PKK’nin bir dönüm noktasında olduğu açık: Yeni bir militan kuşak sokaklara çıkıyor ve hareketin karakterini dönüştürüyor. Belki de YDG-H’nin oluşması, eskilerin Kürt gecekondu mahallelerinde asi gençlik üzerinden daha fazla kontrol elde etmesinin bir yoluydu. Böyle bir strateji söz konusu olsa bile, gençliğin kontrol edilmesi zor görünüyor; resmi liderlik, talimatları dışında hareket eden gruplar olduğunu kabul ediyor. Onlara yalnızca Öcalan’ın kendisi söz geçirebilir. PKK’nin ve Kürt hareketinin geleceği, bu isyancı gençlik tarafından belirlenecek: Parti çizgisini sıkı sıkıya izleyecekler mi yoksa kendi fikirleri ile mi öne çıkacaklar?

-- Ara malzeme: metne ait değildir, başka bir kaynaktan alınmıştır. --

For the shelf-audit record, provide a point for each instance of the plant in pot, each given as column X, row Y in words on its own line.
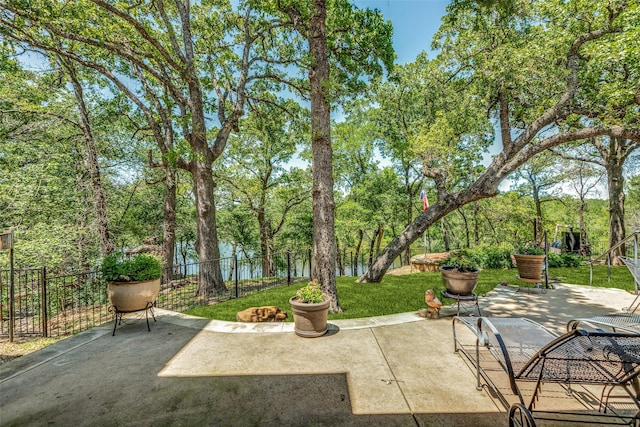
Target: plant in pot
column 529, row 260
column 132, row 284
column 460, row 272
column 310, row 307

4 Eylül’de, Türk ordusu ile polisi Cizre’yi işgal etti ve dokuz gün sürecek bir sokağa çıkma yasağı ilan etti. Bu yasağı, sokağa çıkan herkesi vurmak için cami minarelerine yerleştirdikleri keskin nişancılarla pekiştirdiler. Kuşatma ancak civar kasabalardan örgütlenen Kürtlerin, HDP milletvekillerinin de katıldığı yürüyüşünün baskısı ile kaldırılabildi. İnsanlar en sonunda ilçeye girebildiklerinde, 15’i vurulduktan sonra yanına gidilerek infaz edilmek suretiyle 21 sivilin öldürüldüğünü gördüler. Kalanlar hastaneye gidemedikleri için yaralanmalardan veya hastalıktan kaynaklı olarak yaşamını yitirmişti. Bunlar arasında 35 günlük bir bebek ve sokağa çıkma yasağı sırasında ekmek almaya çıkan 71 yaşındaki bir erkek de vardı. Üç isyancı mahalle, Nur, Sur ve Cudi, kurşunlarla ve ağır silahlarla delik deşik edilmişti. Tek bir güvenlik görevlisi dahi hayatını kaybetmemişken, devlet tüm ölümlerden PKK’yi sorumlu tuttu. Yapılmak istenen mahallelerin “teröristlerle dolu” olduğu bahanesine sığınmaktı. Cizre’deki bu son katliam, uzun süre hafızalarda kalmaya ve Kürt hareketini alevlendirmeye devam edecek.
Kürdistan’da Devrim
Önceleyen hareketler gibi Gezi de Mısır, Tunus ve Arap Baharı’ndaki diktatörler deviren ayaklanmalardan ilham almıştı. Erdoğan kendisi için bir milyar dolardan fazla para sökerek inşa ettirttiği saraydaki tahtında hala oturuyor olsa da, Gezi mutlak bir başarısızlık sayılmaz. Çünkü Türkiye’nin geleceğinde şen bir devrim için yeni bir alan açtı. Arap Baharı sırasında ayaklanan bir başka ülke olan Suriye de benzer şekilde acımsı bir sonuç yaşamış gibi görünüyor. Beşar Esad Suriye’nin merkezi şehirlerinde isyanı bastırdı; periferi ise, Irak ve başka yerlerden cihatçı grupların gelip at koşturarak nihayetinde IŞİD bayrağı altında birleştiği acımasız bir iç savaşın pençesine düştü.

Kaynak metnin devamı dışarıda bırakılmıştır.